Xavier repeated the description of the car and the plate number to Travers. He heard yelling and then swearing in the background.
“Uh, Mr. Saint?” Arnie said in his left ear.
“Yeah, Arnie.”
“He’s turning onto Bellagio. I think he’s—”
“Heading for the 405,” Xavier finished the thought for him. Shit. “Where’s your team Travers, and why the fuck don’t you have someone sitting on the house?”
“I don’t have time to educate you on all the ways budget cuts have fucked our investigations. We’re tapping the locals to keep up with everything.”
“Well tap whoever you have to. He’s headed for the 405.”

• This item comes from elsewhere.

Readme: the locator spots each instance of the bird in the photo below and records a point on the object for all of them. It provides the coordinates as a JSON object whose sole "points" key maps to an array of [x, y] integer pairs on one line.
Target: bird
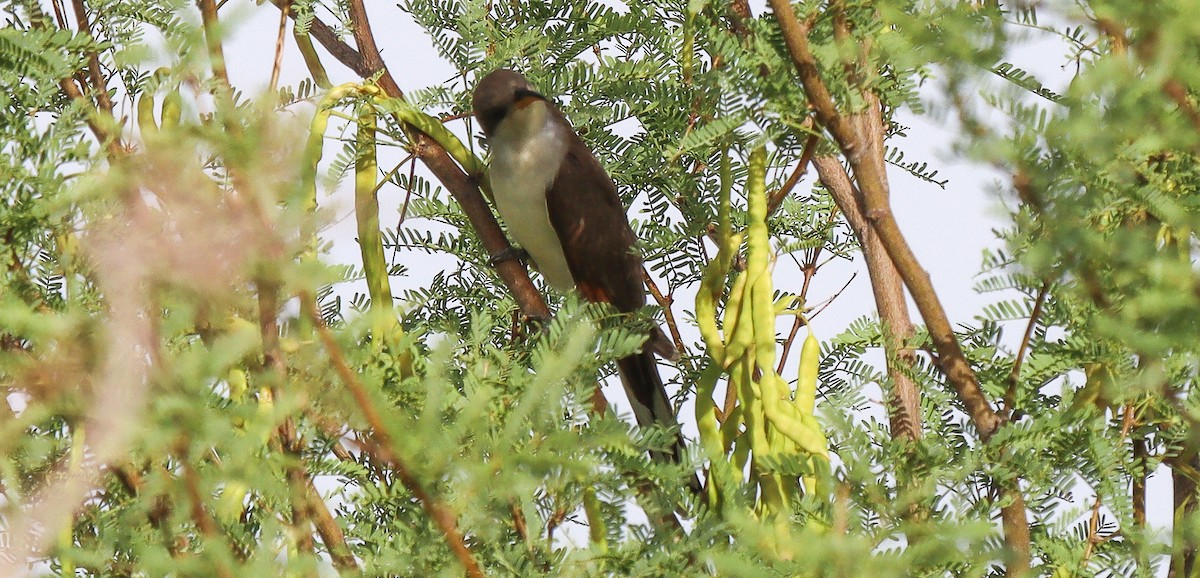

“Christ,” Travers muttered. Xavier heard him pick up his desk phone again and start yelling.
“Arnie, what’s going on?”
“We’re heading for the on ramp. What do I do?”
“Stay with him.”
It took Arnie exactly forty-two seconds to lose Ganim in the early afternoon traffic. Xavier sank down on an occasional chair covered in a thick-legged chair with dizzying floral upholstery. “It’s okay, Arnie. You did good. Listen, I’m going to have an Agent Travers from the FBI call you, and unfortunately, I don’t think he’s going to want you to talk about this to anyone.”
Arnie sighed in his ear. “No good deed goes unpunished.”
“I’ll still punch Douchebag Joe for you.”
Arnie sounded more cheerful. “I’ll hold you to it.”